Dans le document aux et siècles L ’ aluminium (Page 153-157)

Les clés de voûte de l’industrie, le marché et l’entreprise — ou la technostructure1— se trouvent peu présentes aujourd’hui dans le discours économique et il est intéressant de revenir aux descriptions disponibles, toujours en vue d’une application à l’aluminium.

Pour anticiper le tournant des années 1975-1980, il faut clarifier un possible désaccord entre Galbraith et Caves. Le premier promeut la technostructure et le second le marché, deux entités complémentaires dont les objectifs peuvent ponctuellement s’opposer car elles diffèrent de nature et de fonction. Le marché, à la polysémie embarrassante, désigne d’abord l’ouverture sur le monde, le lieu où les échanges s’effectuent librement, à la satisfaction des parties. Mais, au-delà de la notion d’équilibre de l’offre et de la demande par la vertu mythique attribuée au prix, le marché désigne aussi un choix de système économique, voire le système dans son ensemble.
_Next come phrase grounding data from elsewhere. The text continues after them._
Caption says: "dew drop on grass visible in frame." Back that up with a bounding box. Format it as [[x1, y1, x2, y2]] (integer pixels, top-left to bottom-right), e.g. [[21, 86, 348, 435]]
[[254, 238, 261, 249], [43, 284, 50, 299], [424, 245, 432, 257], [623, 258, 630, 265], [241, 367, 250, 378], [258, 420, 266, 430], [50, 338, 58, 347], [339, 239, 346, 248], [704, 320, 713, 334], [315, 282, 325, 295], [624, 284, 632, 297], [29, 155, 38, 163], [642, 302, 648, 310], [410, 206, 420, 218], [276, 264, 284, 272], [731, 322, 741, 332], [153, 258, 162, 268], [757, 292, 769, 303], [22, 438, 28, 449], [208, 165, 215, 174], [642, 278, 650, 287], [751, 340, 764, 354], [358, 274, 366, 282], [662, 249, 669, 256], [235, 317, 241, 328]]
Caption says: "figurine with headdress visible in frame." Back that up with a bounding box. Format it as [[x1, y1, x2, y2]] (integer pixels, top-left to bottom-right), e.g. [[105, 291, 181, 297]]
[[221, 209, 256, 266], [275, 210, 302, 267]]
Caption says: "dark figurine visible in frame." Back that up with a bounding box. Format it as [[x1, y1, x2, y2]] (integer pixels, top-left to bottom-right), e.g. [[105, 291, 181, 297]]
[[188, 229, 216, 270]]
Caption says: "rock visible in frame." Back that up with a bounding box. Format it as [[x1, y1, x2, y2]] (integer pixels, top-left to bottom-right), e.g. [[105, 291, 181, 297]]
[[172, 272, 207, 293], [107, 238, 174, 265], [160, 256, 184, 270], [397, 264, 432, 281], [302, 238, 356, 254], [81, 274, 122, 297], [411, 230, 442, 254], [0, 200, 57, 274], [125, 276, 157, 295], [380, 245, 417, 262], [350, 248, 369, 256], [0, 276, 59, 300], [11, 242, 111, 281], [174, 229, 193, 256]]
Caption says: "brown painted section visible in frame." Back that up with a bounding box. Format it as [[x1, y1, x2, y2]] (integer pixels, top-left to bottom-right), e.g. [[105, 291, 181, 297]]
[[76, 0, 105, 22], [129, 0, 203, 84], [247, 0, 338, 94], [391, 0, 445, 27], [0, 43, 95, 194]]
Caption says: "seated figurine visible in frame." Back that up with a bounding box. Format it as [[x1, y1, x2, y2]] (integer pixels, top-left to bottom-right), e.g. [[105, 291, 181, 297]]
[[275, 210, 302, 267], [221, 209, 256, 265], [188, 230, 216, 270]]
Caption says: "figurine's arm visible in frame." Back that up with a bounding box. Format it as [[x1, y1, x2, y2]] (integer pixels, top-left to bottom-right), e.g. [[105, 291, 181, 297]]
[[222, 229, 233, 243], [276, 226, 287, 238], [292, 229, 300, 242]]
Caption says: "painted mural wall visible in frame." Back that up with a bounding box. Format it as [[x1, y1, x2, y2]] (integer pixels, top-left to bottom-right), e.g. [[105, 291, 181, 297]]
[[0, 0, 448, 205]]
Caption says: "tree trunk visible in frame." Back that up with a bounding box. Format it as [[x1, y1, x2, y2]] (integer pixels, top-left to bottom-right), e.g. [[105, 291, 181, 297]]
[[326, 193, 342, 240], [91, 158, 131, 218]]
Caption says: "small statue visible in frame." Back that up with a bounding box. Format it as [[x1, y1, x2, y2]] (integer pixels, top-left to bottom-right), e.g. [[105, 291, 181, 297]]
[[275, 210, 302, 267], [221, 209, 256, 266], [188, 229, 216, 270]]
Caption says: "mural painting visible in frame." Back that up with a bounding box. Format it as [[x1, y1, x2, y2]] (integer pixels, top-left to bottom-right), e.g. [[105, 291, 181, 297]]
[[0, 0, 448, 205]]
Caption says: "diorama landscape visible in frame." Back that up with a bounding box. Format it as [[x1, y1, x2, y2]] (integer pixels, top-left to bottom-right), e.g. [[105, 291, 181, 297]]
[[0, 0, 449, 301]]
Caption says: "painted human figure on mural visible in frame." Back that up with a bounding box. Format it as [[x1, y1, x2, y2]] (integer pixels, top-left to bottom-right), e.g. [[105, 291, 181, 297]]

Il lui revient alors de réaliser le progrès par la croissance, d’optimiser le bien-être grâce à la meilleure utilisation des ressources rares et de stabiliser le revenu national et l’emploi. L’ensemble des acteurs que Caves appelle organisation industrielle, correspond à l’application pratique de la théorie des prix. La technostructure représente une partie du tout qui, à la différence de l’ensemble, le marché, essaie de fonctionner le plus possible de manière autonome et performante pour satisfaire ses clients, ses dirigeants, son personnel et ses propriétaires. Or, cela a été dit, elle a tendance à travailler pour elle-même, pour sa survie. Même si la maximisation du profit ne guide pas en permanence des dirigeants qui peuvent avoir d’autres ambitions, Caves admet qu’elle peut en bonne approximation être considérée comme leur but principal. Hors de l’entreprise la dimension collective n’est pas primordiale, elle doit s’en accommoder. Quand survient, au sein de l’ensemble structure + marché,

un différent entre acteurs, susceptible d’avoirdes répercussions au niveau national, un arbitrage doit être exercé par l’autorité publique. Sinon, le marché tendra à optimiser le profit d’ensemble et la technostructure à assurer sa propre pérennité : tout fonctionnera, pour un temps ! Galbraith et Caves sont donc d’accord sur le fond. Pourtant, au cas où la situation s’aggraverait et par anticipation2, il faut noter l’importance de cette possibilité d’arbitrage ou de recours qui joue par exemple en cas d’excès de pouvoir d’un côté, d’errements3 ou d’abus de l’autre. Le marché4, auquel incombe la fixation des prix, doit prendre en compte les besoins des entreprises dans leur activité, faute de quoi une branche productive peut s’effondrer dans une zone géographique au profit d’une autre5. À terme, la production d’aluminium primaire pourrait connaître un tel sort.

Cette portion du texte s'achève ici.